A widely accepted criticism of anomalous monism is that it makes MENTAL CAUSATION irrelevant because it is the physical properties of events that do the causing (Kim 1993). The short reply is that it is events, not properties, that are causes and effects (Davidson 1993). If events described in physical terms are effective, and they are identical with those same events described in psychological terms, then the latter must also be causally effective. The vocabularies of physics and of psychology are irreducibly different ways of describing and explaining events, but one does not rule out, or supercede, the other.

See also

Additional links

-- Donald Davidson

References

Anscombe, G. E. M. (1971). Causality and Determination. Cambridge: Cambridge University Press.

Cartwright, N. (1983). How the Laws of Physics Lie. Oxford: Oxford University Press.

Davidson, D. (1980). Mental events. In D. Davidson, Essays on Actions and Events. Oxford: Oxford University Press.

Davidson, D. (1991). Three varieties of knowledge.
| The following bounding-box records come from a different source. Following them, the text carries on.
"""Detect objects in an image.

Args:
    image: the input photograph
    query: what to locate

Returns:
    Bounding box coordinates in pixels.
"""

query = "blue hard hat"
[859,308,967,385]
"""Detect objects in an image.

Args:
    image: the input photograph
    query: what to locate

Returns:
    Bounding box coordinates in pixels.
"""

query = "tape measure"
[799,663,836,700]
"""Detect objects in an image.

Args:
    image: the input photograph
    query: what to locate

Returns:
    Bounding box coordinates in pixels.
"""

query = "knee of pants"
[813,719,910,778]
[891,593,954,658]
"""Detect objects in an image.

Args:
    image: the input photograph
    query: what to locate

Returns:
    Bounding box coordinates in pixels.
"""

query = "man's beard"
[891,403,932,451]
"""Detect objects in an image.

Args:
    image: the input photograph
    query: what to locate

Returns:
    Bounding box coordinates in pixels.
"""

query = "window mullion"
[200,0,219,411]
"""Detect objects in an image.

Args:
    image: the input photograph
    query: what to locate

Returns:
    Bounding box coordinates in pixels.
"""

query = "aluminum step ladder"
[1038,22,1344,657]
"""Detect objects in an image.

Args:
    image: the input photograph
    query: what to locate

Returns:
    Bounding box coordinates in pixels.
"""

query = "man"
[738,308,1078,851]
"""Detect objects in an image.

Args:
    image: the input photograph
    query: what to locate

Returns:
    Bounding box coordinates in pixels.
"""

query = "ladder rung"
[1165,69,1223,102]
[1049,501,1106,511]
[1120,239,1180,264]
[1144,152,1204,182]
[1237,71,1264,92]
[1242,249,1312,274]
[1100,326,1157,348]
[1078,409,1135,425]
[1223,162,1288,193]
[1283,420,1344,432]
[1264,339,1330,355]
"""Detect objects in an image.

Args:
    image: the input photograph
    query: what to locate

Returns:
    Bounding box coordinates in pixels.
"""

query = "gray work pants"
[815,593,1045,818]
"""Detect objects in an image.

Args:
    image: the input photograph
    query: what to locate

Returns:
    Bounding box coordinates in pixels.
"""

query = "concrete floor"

In A. Phillips Griffiths, Ed., A. J. Ayer: Memorial Essays. Royal Institute of Philosophy Supplement, vol. 30. Cambridge: Cambridge University Press.

Davidson, D. (1993). Thinking causes. In J. Heil and A. Mele, Eds., Mental Causation. Oxford: Oxford University Press.

Davidson, D. (1995). Laws and cause. Dialectica 49:263-279.

Kim, J. (1993). Can supervenience and "non-strict laws" save anomalous monism? In J. Heil and A. Mele, Eds., Mental Causation. Oxford: Oxford University Press.